West African leaders, who are leading the international pressure on Togolese authorities to roll back their constitutional changes, have demanded Togo's leaders meet them in neighboring Niger on Saturday.
An estimated 3,000 protesters hurled rocks and jagged pieces of metal at police, and set garbage fires to block their vehicles. Security forces fought back with tear gas, batons and stun grenades, attempting to quell a growing opposition against the appointment of President Faure Gnassingbe.
Large fires with heavy smoke could be seen over parts of the city.
Togo's iron-fisted military made Gnassingbe president Feb. 5 following the heart attack death of his father, Gnassingbe Eyadema, whose oppressive regime ran the country into the ground during a 38-year dictatorship.
A main opposition leader, Harry Olympio, said he saw three people shot to death in the demonstration Saturday. It was impossible to immediately verify the claim.

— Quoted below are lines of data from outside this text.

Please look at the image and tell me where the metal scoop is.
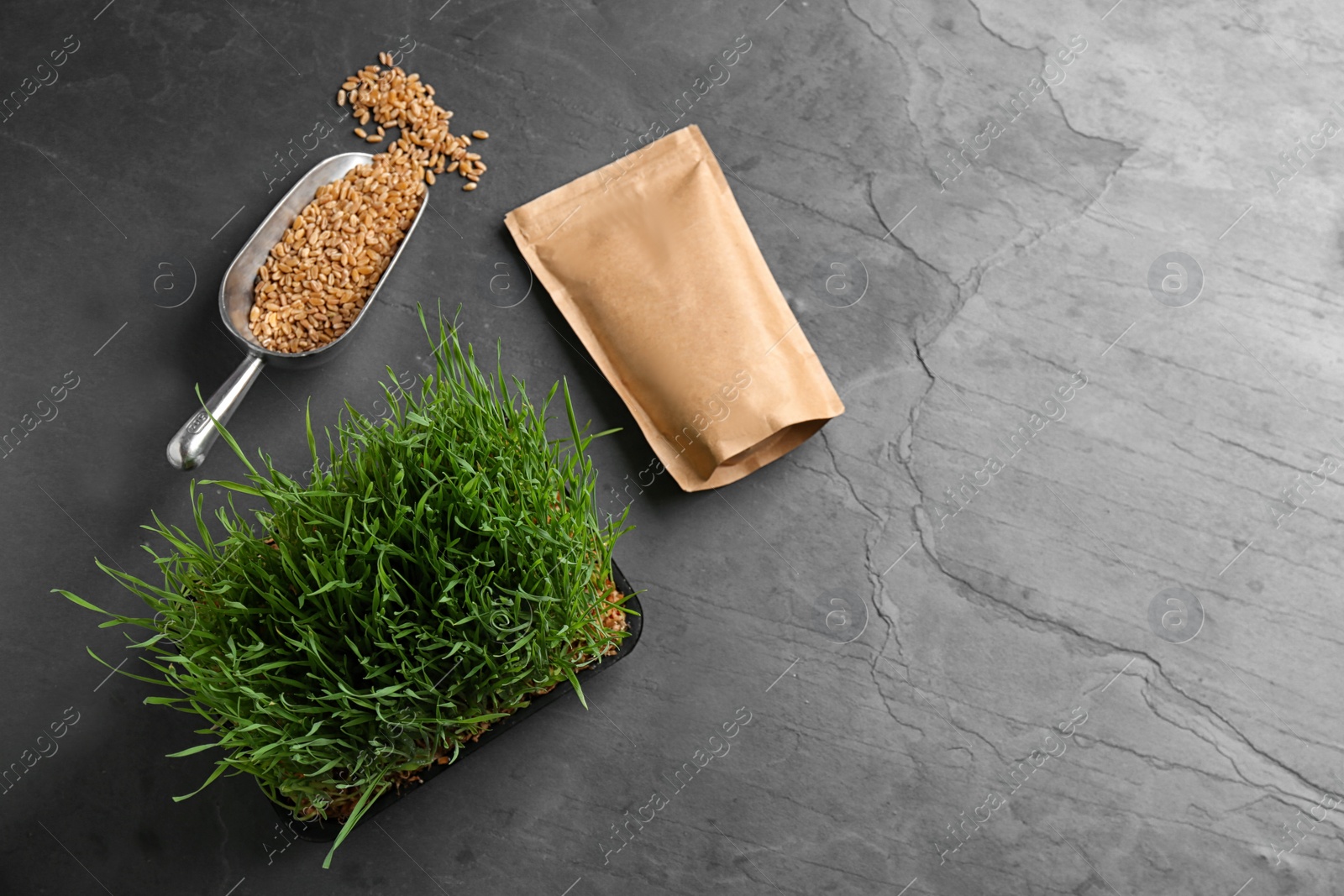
[168,152,428,470]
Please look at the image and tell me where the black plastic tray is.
[267,560,643,844]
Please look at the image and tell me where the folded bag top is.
[504,125,844,491]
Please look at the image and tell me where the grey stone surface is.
[0,0,1344,896]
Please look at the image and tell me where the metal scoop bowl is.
[168,152,428,470]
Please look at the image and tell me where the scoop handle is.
[168,354,266,470]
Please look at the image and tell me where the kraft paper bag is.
[504,125,844,491]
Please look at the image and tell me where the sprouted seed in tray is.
[249,52,489,352]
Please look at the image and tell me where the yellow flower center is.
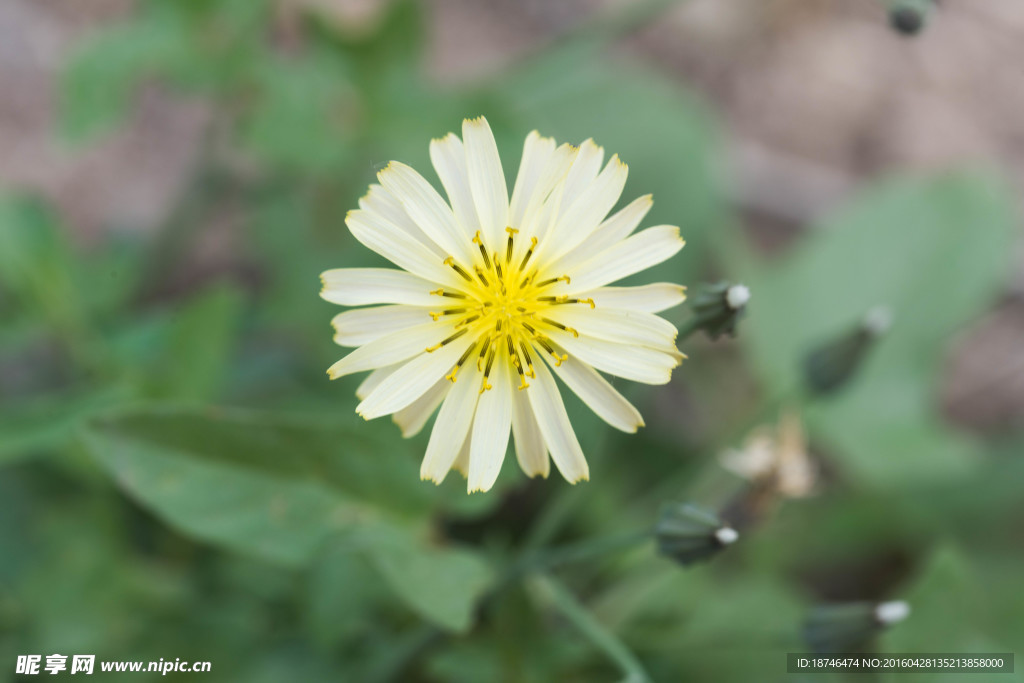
[427,227,594,393]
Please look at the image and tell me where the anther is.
[444,256,473,283]
[444,340,479,384]
[519,339,537,379]
[473,230,490,270]
[430,289,466,299]
[427,329,469,353]
[519,238,537,270]
[541,317,580,338]
[505,227,519,264]
[480,347,495,393]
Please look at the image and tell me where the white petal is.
[512,389,551,479]
[430,133,478,240]
[513,144,580,249]
[420,365,479,483]
[539,155,629,263]
[391,377,452,438]
[581,283,686,313]
[355,362,402,400]
[562,139,604,211]
[569,225,685,292]
[551,306,679,353]
[550,331,679,384]
[377,162,471,266]
[355,337,471,420]
[467,362,513,493]
[321,268,440,306]
[509,130,555,227]
[331,306,431,346]
[524,362,590,483]
[327,322,455,380]
[359,183,446,260]
[546,356,643,434]
[345,209,460,287]
[462,117,509,251]
[550,195,653,272]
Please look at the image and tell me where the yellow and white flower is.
[321,117,684,492]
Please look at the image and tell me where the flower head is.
[322,118,684,492]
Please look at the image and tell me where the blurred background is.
[0,0,1024,682]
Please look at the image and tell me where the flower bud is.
[654,503,739,565]
[691,282,751,339]
[804,306,892,394]
[804,600,910,652]
[889,0,934,36]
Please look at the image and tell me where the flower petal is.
[552,306,679,353]
[525,362,590,483]
[321,268,438,306]
[331,305,431,346]
[512,389,551,479]
[355,338,471,420]
[549,195,653,272]
[430,133,478,239]
[466,362,513,493]
[584,283,686,313]
[355,362,402,400]
[359,183,445,260]
[391,377,452,438]
[327,323,455,380]
[546,356,644,434]
[462,117,509,250]
[377,162,471,266]
[509,130,555,227]
[345,209,460,287]
[539,155,629,263]
[551,331,679,384]
[568,225,685,292]
[420,366,479,483]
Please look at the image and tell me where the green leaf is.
[361,526,493,633]
[77,409,489,630]
[146,285,245,400]
[726,173,1015,485]
[491,45,725,296]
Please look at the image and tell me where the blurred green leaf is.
[145,285,245,400]
[491,45,725,296]
[83,409,489,630]
[740,173,1015,485]
[361,526,492,632]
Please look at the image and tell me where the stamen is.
[536,335,569,368]
[427,328,469,353]
[541,317,580,338]
[505,227,519,265]
[444,339,480,384]
[519,238,537,272]
[473,230,490,272]
[537,275,569,287]
[480,346,496,393]
[476,337,490,370]
[519,339,537,379]
[430,289,466,299]
[444,256,473,283]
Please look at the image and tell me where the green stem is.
[529,574,650,683]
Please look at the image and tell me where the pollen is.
[426,231,595,393]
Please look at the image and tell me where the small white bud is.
[874,600,910,626]
[725,285,751,310]
[862,306,893,337]
[715,526,739,546]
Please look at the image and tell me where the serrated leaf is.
[735,173,1015,485]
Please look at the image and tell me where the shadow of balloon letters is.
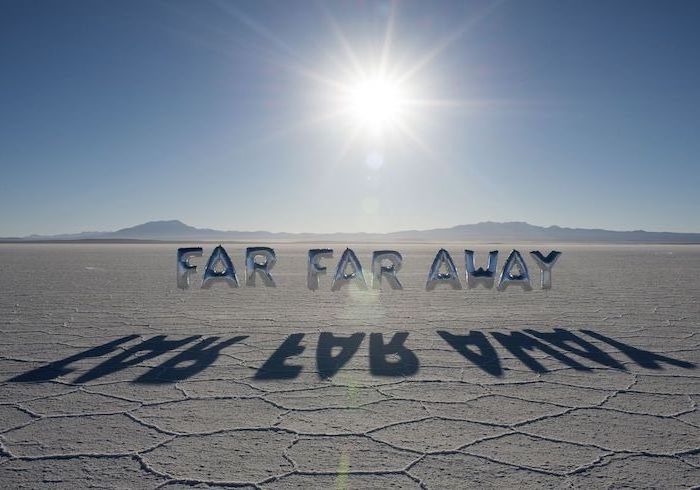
[9,328,696,384]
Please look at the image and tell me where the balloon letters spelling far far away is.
[177,245,561,291]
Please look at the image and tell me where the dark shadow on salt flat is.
[437,330,503,377]
[491,332,591,373]
[369,332,419,377]
[437,328,696,377]
[581,330,696,369]
[523,328,627,371]
[8,335,138,383]
[316,332,365,378]
[8,328,696,384]
[255,333,306,379]
[74,335,200,384]
[136,335,248,384]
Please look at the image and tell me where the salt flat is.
[0,243,700,488]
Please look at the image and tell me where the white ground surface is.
[0,243,700,489]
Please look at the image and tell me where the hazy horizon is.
[0,0,700,236]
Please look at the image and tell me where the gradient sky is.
[0,0,700,236]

Olympio and his cousin Gilchrist Olympio run Togo's main opposition party Rally for the Support of Democracy and Development. Gilchrist Olympio is the son of Sylvanus Olympio, the first elected president of Togo, who was gunned down at the gates of the U.S. Embassy during a 1963 coup that brought Eyadema to power.
"We're not stopping until Gnassingbe is gone," said Harry Olympio, speaking by telephone. "We're going to fight every day, and tomorrow we start again."
Harry Olympio said he received a call from a friend in the army early Saturday, telling him the government has ordered his death.
"My family and I are in serious danger," he said, adding that he had spoken on Saturday with his wife, who said soldiers had surrounded their home in the Lome neighborhood of Be.
At least 10 people were wounded Friday as police and protesters fought briefly in the same narrow streets of Be.
"Every day we must fight this president," said Mason Lawson, 25, before hurling two large stones Saturday at a phalanx of riot police moving rapidly toward him. "The world must know we have no freedom."
Stun grenades rocked windows and sent the wild-eyed crowds screaming, swearing revenge. Police sent volleys of tear gas into the crowds, leaving tracers of blue smoke over the tin roofs of Be.
Children as young as 10 joined the fight, throwing stones that traveled a few feet and plopped into a gas-filled no man's land between police and protesters.
"We are tired," said Junior Makundu, dragging a tree stump into the road as hundreds cheered him on. "We want a democratic Togo, and we ask the world to help us."
The presidents of Nigeria, Mali, Benin, Ghana and Niger had intended to confront Togolese authorities in the capital, Lome, on Friday, but refused to accept a Togolese invitation to meet instead in the northern city of Kara.
Instead, they reissued a demand that the meeting take place Saturday in Niger so that they could express their anger about last week's appointment of Gnassingbe as president hours after his father had died of a heart attack, officials said.
"If these authorities do not show up for the meeting, they risk sanctions," the five leaders said in the statement after meeting in Cotonou, Benin. The five were selected to carry a message from the 15-nation Economic Community of West African States, which held an emergency summit Wednesday and declared that the Togolese military had committed a coup d'etat.
The 52-nation African Union which has been trying to shed the continent's legacy of despots seizing power through the barrel of a gun also has threatened to impose sanctions.
According to Togo's constitution, the speaker of the parliament should have been named president after Eyadema died, with new elections held within 60 days. The military, however, selected Gnassingbe as successor and had parliament amend the constitution.